Ever since I was in junior high school, I have been interested in archaeology and the mysteries of the past. It's fascinating to learn how archaeologists decipher the past from sparse clues—broken pottery, abandoned homes, trash middens—and how they employ many of the same strategies as detectives.
In school, I was neutral towards math; I didn't like it, but I didn't strongly dislike it either … until high school, when I took geometry, trigonometry, and college algebra. I wasn't good at these subjects, and the C's and B's I received in these classes pulled my grade point average down. After that, I avoided taking any more math.

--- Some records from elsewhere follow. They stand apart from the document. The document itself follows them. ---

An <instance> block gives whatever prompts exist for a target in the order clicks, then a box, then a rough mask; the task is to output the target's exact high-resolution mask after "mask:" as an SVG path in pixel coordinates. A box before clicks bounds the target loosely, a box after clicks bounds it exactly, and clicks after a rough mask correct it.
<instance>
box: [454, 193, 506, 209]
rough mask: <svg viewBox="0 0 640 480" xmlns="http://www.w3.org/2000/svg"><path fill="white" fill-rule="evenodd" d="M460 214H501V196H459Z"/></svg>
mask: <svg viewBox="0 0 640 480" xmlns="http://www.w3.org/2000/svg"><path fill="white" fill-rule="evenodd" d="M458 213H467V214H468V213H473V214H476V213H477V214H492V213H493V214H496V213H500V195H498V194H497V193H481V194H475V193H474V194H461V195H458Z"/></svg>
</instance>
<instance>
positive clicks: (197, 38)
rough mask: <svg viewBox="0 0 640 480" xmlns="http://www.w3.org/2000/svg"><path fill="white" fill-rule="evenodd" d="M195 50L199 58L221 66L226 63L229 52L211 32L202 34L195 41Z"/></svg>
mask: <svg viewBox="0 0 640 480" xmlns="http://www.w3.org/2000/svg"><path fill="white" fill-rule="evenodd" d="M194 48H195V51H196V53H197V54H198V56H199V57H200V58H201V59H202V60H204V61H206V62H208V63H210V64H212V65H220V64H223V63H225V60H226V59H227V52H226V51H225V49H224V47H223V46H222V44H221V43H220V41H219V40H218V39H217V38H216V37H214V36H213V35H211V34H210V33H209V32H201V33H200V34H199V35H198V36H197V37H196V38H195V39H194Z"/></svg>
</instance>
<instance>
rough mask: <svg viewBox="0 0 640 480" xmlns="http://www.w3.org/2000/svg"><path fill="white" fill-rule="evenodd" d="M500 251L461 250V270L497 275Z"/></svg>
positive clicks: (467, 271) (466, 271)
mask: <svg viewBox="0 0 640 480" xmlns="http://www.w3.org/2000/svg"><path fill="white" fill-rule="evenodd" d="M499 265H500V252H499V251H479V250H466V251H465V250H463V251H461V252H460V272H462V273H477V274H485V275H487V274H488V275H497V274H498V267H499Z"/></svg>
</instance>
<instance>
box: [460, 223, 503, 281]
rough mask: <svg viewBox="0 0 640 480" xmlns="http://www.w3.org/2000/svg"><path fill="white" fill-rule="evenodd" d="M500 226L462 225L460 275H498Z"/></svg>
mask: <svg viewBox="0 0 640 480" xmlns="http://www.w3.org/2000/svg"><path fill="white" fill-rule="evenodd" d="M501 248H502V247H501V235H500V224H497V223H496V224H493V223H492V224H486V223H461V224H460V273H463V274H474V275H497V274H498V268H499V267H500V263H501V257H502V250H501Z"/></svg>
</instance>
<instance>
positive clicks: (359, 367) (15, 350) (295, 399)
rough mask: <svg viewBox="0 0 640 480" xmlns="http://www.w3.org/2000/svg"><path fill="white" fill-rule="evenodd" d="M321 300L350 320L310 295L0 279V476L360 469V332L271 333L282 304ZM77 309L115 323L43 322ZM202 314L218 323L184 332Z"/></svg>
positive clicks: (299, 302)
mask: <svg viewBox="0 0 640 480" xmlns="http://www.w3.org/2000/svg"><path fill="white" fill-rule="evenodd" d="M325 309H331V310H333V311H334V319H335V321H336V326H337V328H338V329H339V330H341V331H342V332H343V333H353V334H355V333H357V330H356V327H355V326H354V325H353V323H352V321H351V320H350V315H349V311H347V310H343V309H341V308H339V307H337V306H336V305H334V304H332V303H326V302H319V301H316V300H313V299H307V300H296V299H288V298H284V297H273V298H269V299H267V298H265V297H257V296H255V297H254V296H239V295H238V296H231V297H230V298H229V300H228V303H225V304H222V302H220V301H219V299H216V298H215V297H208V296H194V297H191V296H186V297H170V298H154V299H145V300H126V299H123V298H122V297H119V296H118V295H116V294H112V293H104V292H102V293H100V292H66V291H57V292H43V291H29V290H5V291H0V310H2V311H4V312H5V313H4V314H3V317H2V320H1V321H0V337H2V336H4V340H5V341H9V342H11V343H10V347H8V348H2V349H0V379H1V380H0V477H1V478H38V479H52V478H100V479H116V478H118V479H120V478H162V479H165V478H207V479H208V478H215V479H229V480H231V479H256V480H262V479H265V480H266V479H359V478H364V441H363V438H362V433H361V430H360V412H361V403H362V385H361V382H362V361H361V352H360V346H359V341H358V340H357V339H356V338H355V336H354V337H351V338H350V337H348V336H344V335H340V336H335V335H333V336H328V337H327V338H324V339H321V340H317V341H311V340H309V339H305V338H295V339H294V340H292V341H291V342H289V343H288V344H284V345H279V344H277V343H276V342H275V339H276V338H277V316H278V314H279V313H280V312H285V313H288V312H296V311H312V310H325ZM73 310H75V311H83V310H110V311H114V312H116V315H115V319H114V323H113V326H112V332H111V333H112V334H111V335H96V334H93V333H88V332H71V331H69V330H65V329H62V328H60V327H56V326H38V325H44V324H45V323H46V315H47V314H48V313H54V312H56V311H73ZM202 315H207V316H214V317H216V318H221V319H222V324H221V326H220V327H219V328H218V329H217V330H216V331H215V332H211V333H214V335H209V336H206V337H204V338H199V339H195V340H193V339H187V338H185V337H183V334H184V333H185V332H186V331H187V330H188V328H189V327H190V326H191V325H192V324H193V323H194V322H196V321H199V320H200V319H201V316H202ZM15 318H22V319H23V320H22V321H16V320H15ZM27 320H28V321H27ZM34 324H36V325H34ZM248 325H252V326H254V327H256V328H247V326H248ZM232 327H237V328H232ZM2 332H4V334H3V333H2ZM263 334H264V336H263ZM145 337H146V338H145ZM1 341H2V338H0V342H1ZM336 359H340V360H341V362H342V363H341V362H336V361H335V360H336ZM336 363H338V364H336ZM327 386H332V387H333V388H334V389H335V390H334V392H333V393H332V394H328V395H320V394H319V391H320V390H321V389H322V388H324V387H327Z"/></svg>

By tenth grade, I already wanted to be an archaeologist, so I took several elective humanities courses and read as much as I could about the subject. Archaeology is usually thought of as a social science, and in those days (the early 1970s), statistical analyses weren't widely utilized in the field. I felt very comfortable with my career choice, partly because it didn't necessitate taking higher math courses. During my undergraduate years, I was successful at avoiding higher math, earning a BA in anthropology from Pennsylvania State University in 1975.
But by the time I got to graduate school in 1981, there was no way around statistics and computer science courses. Archaeological fieldwork generates enormous amounts of data. Computer manipulation and statistical analyses of the data are the only means to make sense of it.Severe math anxiety was upon me! I had no choice but to nervously plunge in.